I’ll admit, I’ve always had something of a fraught relationship with dance music and its culture. I suppose I’ve generally leaned towards rock, but have found spaces in my head and heart for some dance and adjacent, loving the KLF from the start, and so much of the electronic music from the late 70s and early 80s. Chris and Cosey’s Trance is a straight-up dance album, and I dig it not just because it’s a Throbbing Gristle-related release. But, as I discovered when visiting a club in Brighton on visiting friends in the late 90s, some stuff, I just struggle to connect with. And this is it. To add to my story, I attended an Optimo night in Glasgow in 2004 to see Whitehouse. It was a strange event, in that most were there for the downtempo dance, which was halted for three quarters of an hour while William Bennet and Philip Best cranked out the most punishing, ear-shredding set to the sheer horror of the majority, before smooth beats returned, to their relief. My experience was inverse to the majority. Whitehouse did not go down well: the end of their set did. As the relentless bouncing beats returned, I was happy to leave, as were my whistling, devastated ears.
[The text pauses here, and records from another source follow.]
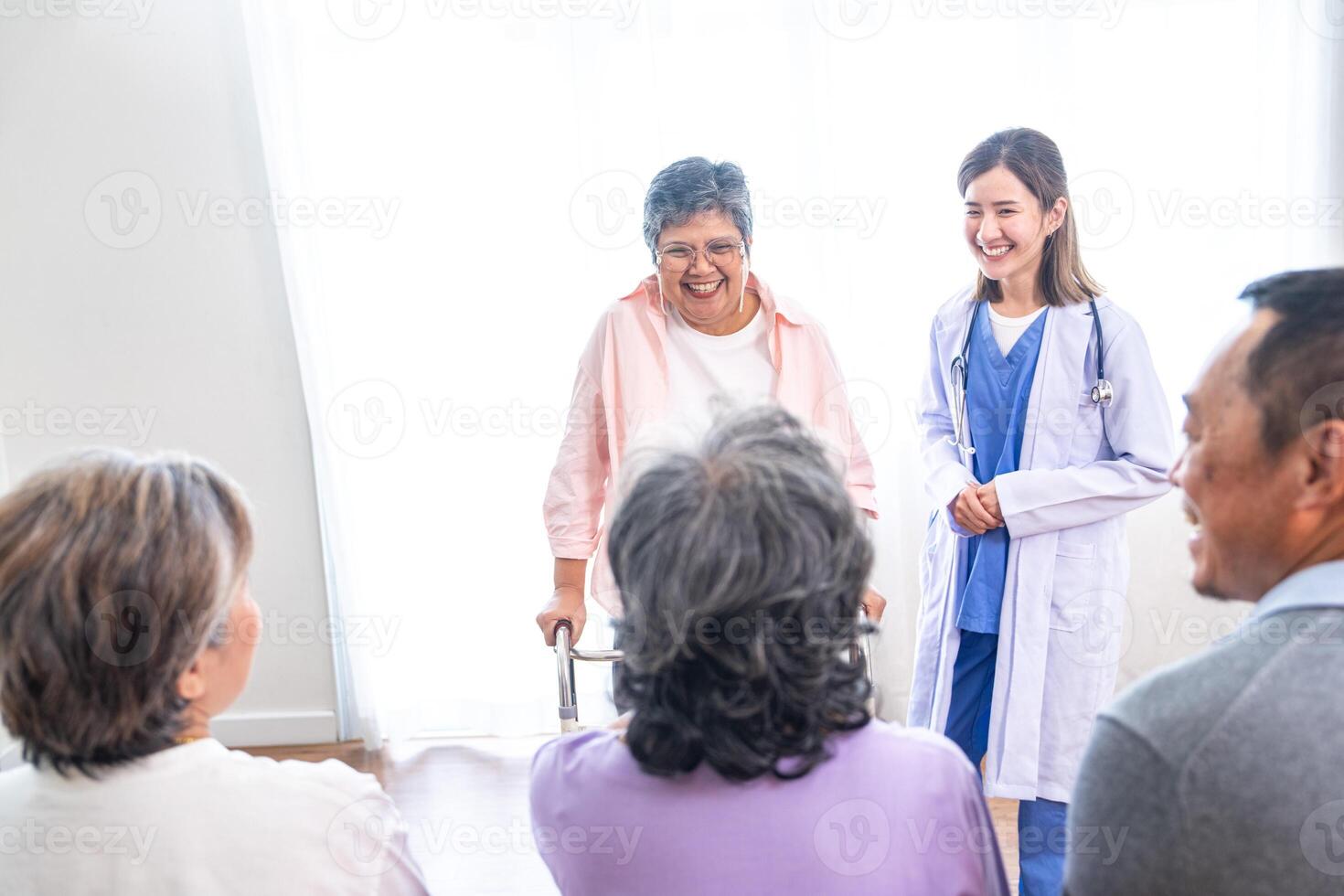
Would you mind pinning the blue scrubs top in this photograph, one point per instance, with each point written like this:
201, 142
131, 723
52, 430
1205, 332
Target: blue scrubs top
997, 391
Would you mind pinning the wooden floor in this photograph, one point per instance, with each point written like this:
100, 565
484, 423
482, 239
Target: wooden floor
465, 802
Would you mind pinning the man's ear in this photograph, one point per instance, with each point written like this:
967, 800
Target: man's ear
191, 683
1324, 481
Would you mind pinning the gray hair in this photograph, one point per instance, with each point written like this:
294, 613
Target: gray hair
692, 187
741, 566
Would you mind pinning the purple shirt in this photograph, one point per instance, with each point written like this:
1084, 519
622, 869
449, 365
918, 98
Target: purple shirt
894, 810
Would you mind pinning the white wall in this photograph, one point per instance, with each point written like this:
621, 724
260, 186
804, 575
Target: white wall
187, 328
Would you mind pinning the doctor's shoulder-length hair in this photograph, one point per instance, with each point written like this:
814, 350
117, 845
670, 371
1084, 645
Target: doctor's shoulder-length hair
1035, 160
741, 566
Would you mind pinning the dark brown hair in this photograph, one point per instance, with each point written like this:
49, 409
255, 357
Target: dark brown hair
114, 572
1034, 159
1300, 355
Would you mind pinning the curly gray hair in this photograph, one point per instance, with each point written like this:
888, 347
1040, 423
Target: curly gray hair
692, 187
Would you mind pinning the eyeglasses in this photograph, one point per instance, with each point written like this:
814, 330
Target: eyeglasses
720, 252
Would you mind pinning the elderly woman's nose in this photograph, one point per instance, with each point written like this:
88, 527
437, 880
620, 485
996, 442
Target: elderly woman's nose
702, 263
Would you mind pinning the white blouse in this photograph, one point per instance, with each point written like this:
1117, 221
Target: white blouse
203, 819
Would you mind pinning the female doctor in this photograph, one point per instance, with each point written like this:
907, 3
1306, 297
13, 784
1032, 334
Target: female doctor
1043, 425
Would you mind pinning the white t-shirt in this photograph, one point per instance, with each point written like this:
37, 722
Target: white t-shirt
208, 821
1009, 329
707, 372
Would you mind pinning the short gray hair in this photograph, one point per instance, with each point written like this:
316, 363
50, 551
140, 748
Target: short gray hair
754, 536
692, 187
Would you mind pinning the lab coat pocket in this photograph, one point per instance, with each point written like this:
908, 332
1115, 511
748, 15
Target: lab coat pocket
1074, 595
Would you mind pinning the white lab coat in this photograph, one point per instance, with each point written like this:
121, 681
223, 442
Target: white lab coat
1063, 604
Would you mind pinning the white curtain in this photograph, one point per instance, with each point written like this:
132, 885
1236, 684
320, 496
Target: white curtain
483, 165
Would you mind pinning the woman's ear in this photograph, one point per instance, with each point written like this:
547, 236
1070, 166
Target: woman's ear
191, 683
1055, 219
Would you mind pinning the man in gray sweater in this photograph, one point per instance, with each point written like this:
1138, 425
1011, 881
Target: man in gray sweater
1224, 773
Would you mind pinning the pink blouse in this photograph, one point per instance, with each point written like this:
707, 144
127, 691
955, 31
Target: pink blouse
621, 386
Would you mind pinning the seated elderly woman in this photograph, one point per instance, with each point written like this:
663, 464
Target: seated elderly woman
700, 328
125, 624
749, 763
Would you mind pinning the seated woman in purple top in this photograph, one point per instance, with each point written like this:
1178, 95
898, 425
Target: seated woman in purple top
750, 763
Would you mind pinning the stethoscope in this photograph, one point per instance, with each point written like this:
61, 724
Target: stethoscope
1103, 392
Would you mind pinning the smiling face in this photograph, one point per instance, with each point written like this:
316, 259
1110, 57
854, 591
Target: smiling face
1237, 496
706, 293
1006, 228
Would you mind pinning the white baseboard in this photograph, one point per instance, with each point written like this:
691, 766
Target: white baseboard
274, 729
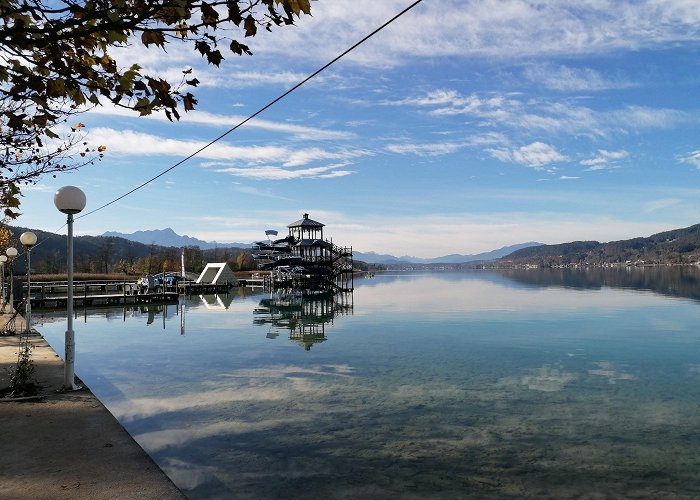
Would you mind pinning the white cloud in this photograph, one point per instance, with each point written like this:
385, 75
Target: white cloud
279, 173
434, 149
604, 159
535, 155
661, 204
491, 28
229, 121
130, 143
692, 158
568, 79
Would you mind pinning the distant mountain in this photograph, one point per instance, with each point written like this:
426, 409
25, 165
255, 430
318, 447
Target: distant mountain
679, 246
169, 238
375, 258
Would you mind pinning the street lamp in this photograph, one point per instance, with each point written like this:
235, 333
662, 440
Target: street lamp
11, 254
3, 259
28, 240
69, 200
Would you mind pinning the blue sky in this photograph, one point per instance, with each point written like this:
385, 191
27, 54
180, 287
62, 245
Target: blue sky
463, 127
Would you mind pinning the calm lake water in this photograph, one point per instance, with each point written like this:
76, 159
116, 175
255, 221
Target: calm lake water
432, 385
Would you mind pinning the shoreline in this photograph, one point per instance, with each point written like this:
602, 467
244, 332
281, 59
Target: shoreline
67, 444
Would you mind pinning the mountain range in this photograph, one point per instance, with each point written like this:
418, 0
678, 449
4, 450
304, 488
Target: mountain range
375, 258
169, 238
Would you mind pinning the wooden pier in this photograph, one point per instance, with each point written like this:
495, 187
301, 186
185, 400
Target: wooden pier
105, 300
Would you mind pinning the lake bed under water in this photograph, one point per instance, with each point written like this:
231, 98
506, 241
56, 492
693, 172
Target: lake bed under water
440, 385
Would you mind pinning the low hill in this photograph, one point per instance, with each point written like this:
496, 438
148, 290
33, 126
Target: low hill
678, 246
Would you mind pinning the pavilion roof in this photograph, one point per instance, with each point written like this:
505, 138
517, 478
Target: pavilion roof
305, 222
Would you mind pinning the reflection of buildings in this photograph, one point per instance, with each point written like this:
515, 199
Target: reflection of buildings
304, 314
150, 312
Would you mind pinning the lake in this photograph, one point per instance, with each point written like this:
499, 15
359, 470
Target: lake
533, 383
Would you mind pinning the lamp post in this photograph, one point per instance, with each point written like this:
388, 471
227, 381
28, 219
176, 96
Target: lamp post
69, 200
11, 254
3, 259
28, 240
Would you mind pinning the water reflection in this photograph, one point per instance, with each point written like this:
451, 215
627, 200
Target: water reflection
302, 314
464, 385
674, 281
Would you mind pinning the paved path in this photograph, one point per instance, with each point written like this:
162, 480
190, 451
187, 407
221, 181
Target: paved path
67, 445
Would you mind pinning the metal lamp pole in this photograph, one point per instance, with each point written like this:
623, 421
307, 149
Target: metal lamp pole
28, 240
69, 200
3, 259
11, 254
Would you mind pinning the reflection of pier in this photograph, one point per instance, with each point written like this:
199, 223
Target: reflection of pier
303, 314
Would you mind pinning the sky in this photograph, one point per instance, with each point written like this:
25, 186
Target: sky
462, 127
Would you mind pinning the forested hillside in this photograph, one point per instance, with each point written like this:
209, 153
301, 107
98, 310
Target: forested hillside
679, 246
100, 254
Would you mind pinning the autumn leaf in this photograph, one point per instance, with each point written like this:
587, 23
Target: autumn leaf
250, 27
154, 37
215, 57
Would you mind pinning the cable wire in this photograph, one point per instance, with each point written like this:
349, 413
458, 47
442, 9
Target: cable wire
259, 111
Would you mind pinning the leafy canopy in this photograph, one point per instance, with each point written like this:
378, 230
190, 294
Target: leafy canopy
56, 61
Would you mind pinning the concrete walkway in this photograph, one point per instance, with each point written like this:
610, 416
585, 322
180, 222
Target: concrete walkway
67, 445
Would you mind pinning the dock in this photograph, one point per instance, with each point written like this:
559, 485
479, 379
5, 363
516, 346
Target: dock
49, 295
106, 300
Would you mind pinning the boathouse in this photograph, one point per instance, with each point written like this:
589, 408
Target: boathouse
303, 255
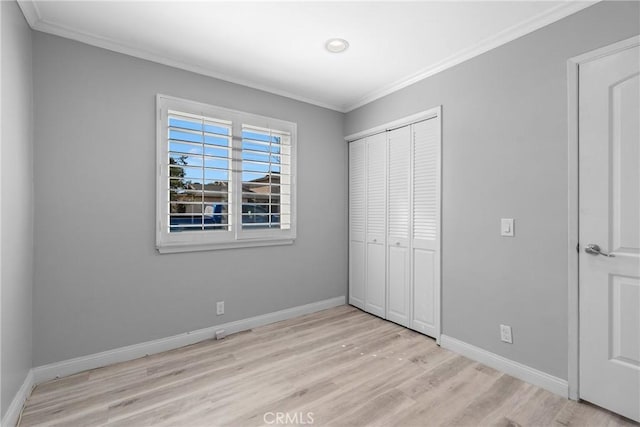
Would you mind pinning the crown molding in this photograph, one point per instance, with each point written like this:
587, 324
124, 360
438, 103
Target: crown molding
35, 20
30, 11
516, 31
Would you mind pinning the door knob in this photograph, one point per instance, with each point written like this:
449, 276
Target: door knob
595, 250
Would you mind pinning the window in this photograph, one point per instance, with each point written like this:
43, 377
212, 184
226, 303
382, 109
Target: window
226, 179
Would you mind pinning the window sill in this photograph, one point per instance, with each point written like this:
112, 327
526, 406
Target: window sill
191, 247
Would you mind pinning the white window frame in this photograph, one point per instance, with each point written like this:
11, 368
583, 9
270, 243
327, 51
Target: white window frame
167, 242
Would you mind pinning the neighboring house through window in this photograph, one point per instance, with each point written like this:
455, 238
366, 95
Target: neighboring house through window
226, 178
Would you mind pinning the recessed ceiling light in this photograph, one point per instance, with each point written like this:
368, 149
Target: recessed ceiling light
336, 45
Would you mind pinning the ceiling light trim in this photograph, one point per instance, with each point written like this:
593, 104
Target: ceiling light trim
336, 45
515, 31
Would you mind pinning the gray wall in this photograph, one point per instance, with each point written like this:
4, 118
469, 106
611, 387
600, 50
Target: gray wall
99, 283
17, 201
505, 155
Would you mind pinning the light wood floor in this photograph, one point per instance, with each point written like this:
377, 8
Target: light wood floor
336, 367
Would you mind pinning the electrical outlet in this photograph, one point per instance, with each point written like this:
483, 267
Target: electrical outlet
505, 334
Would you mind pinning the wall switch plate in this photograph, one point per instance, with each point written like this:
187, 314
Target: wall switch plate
505, 334
506, 227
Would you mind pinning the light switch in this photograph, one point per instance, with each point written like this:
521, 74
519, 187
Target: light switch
506, 227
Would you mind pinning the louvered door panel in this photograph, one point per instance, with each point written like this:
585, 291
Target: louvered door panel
426, 180
399, 204
376, 173
399, 183
357, 223
425, 259
376, 187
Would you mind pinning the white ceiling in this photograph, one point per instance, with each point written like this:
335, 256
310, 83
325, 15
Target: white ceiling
279, 46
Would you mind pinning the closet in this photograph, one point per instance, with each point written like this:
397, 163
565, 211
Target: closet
394, 221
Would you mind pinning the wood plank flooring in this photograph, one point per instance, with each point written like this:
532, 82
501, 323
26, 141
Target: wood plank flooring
338, 367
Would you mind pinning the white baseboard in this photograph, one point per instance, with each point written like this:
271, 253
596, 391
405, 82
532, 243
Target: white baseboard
123, 354
10, 418
523, 372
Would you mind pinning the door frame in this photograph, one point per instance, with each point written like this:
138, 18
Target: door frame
435, 112
573, 66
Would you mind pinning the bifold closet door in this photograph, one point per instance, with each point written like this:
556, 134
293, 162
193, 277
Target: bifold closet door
357, 224
426, 227
376, 204
398, 230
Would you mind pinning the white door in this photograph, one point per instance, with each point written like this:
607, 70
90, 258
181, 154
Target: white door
376, 205
399, 190
426, 227
609, 199
357, 211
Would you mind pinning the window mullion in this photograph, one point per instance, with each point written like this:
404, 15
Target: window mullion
236, 155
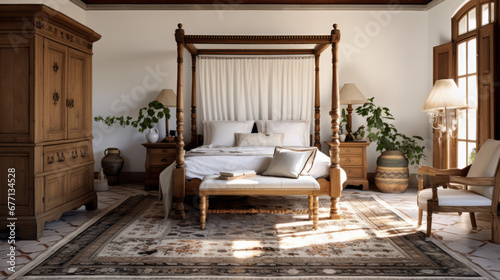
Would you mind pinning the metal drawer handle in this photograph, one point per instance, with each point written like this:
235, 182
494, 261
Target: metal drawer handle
60, 157
55, 67
55, 97
70, 103
82, 153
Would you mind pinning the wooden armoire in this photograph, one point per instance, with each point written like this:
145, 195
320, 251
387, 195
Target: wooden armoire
45, 117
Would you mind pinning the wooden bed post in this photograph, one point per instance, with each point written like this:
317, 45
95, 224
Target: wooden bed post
180, 171
317, 103
335, 170
194, 135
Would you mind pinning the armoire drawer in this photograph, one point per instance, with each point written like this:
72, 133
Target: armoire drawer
65, 155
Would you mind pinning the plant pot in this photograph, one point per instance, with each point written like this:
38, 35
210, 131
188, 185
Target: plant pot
392, 174
342, 137
153, 135
112, 164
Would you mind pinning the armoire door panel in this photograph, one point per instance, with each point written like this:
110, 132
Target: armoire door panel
78, 98
14, 94
55, 121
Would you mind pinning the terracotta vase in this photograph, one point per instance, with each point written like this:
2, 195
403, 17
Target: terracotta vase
112, 164
392, 174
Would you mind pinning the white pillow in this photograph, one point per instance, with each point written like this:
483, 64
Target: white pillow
296, 132
290, 163
258, 139
221, 133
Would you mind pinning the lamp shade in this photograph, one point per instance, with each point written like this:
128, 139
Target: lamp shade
167, 97
350, 94
444, 95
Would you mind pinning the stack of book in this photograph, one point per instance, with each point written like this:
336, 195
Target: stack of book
237, 174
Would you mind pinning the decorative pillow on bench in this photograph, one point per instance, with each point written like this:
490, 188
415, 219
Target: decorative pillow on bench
258, 139
291, 163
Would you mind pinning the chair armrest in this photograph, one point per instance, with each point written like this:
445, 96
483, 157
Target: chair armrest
474, 181
427, 170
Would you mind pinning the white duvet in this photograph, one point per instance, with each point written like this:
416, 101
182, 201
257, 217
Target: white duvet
209, 160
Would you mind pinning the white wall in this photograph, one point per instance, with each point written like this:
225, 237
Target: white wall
384, 53
64, 6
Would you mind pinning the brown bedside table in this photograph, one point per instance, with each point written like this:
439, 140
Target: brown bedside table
158, 157
353, 161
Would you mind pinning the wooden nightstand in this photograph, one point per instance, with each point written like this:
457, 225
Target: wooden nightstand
158, 157
353, 161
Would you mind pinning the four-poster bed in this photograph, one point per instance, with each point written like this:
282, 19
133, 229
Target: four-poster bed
330, 186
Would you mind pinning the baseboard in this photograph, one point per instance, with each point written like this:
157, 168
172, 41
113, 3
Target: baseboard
129, 177
413, 180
‘One in the Future’ is the longest eleven minutes of nondescript sonic wallpaper I have had the pain to endure in over a decade. It’s the monotony that hurts. It’s soulless, tedious, and nothing happens. And this is a fair summary of the album as a whole. To my ear, to my mind, to my insides, it feels so devoid of… anything that I can connect to. The samples blare, the squelchy synths blip and bloop and pulsate over tedious beats and maybe I need different drugs or a different brain, but this is relentlessly tedious, monotonous and crushingly dull. Get me out of here!